Eine andere zufällig gekeimte Melonen-Pflanze, die ich hatte wachsen lassen, hatte mir zwei mittelgroße, genetzte Melonenfrüchte zu Füßen gelegt, die mich gleich an die „Berliner Netz“ erinnert hatten: Ihre Schale war grünlich mit einer genetzten Oberfläche; aber das Riesenei hatte bis auf die Größe keinerlei Ähnlichkeit mit der „Berliner Netzmelone“.
Doch bis heute finde ich keine andere Erklärung für die Existenz dieser Riesenmelone: Sie muss ein Nachkomme der „Berliner Netzmelone“ sein.
Wie die Bastarde der „Berliner Netzmelone“ schmeckten
Bei einer ersten Verkostung, die bei einer Veranstaltung von Slowfood-Berlin stattfand – diese Bewegung stellte dort Nutzpflanzensorten vor, die „Berlin“ in ihrem Namen trugen und ich hatte meine Kreuzungen als Ersatz für das fehlende Original angeboten – sah die kleinere Netzmelone im Innern genau so aus wie die rein-sortige Mutter: Weiches, grob-faseriges Fruchtfleisch in kräftigem Orange.

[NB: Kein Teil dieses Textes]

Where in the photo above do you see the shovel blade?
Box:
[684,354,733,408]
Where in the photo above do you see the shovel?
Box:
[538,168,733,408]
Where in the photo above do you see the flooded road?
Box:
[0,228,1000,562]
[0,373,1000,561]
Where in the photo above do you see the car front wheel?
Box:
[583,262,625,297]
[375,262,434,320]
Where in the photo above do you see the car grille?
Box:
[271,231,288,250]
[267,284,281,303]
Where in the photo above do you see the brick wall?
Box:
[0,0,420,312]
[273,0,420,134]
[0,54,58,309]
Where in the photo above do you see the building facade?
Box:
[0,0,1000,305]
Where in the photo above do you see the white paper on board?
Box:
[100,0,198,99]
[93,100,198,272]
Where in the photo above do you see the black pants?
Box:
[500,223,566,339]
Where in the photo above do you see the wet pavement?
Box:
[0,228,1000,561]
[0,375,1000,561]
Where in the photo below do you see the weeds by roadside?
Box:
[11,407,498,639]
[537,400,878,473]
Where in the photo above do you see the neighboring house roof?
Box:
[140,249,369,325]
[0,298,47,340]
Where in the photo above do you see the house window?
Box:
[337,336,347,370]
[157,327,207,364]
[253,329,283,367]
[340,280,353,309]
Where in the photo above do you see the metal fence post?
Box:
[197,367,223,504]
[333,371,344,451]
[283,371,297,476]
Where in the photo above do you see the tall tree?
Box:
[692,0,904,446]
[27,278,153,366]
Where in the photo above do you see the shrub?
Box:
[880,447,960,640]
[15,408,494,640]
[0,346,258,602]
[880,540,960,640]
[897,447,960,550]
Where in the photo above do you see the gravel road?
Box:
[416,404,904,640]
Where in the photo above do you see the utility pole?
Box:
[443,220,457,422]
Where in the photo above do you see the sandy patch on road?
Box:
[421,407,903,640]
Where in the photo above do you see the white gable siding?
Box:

Die gelbe Riesenmelone hatte dagegen das feste, weiß-grünliche Fruchtfleisch einer Gelben Kanarischen (siehe Beitragsbild oben).
Die Mini-„Berliner Netz“ schmeckte süß und vorzüglich, war saftig und lecker. Die Große Gelbe schmeckte so, wie die Original-Berliner-Netz in den Vorjahren schmeckte: Wenig süß. Ihr Fruchtfleisch war hart und gurkig, so wie das einer unreifen Zuckermelone.
Später durfte ich entdecken, dass diese, zuerst geerntete Frucht tatsächlich noch unreif war: Reif schmeckte sie vorzüglich, angenehm süß, wie eine reife Gelbe Kanarische. Die gelben Riesen entsprachen also geschmacklich vollkommen den heutigen Anforderungen.
Insgesamt fielen mir vier der Riesendinger in die Hände. Eine war leider vollständig, eine andere zur Hälfte verfault, als ich sie ernten wollte, obwohl ich sie vorschriftsmäßig auf Dachziegelscherben deponiert hatte.
Solche traurigen Vorfälle könnten durch häufigere Kontrollen des Reifezustandes sicher verhindert werden.
Womit ich zur abschließenden Fragestellung komme:
Erhalte ich die „Berliner Netzmelone“, wenn ich sie zur Kreuzung verwende?
In der deutschen Genbank des Leibniz-Institut für Pflanzengenetik und Kulturpflanzenforschung (IPK) wird die „Berliner Netzmelone“ seit den 1950er Jahren „erhalten“; bis dahin wurde sie u. a. von der Pflanzenzuchtfirma Gebrüder Dippe gewerblich vermarktet und an deutsche Kleingärtner verkauft. Seit die süßen, südländischen Melonen das Land überschwemmen und die Selbstversorgung mit zunehmendem Wohlstand spießig wurde, haben die Gebrüder Dippe die Saatgutproduktion der Netzmelone eingestellt und sie in der Genbank deponiert.
Der „Verein zur Erhaltung und Rekultivierung von Nutzpflanzen“ (VERN) hatte diese Genbank-Melone vor Jahren auch einmal angebaut, um zu testen, ob sie erhaltenswert sei, wie ich auf der oben genannten Slowfood-Veranstaltung von der derzeitigen Vereinsvorsitzenden Cornelia Lehmann erfuhr; man habe sie aber als „Nicht marktfähig und somit als nicht erhaltenswert“ eingestuft. Auch ich musste sie bei meinen beiden Anbauversuchen mit „Gewöhnungsbedürftig“ und „Rezept-pflichtig“ bewerten; sie ist nicht mit den heute gängigen Melonen zu vergleichen.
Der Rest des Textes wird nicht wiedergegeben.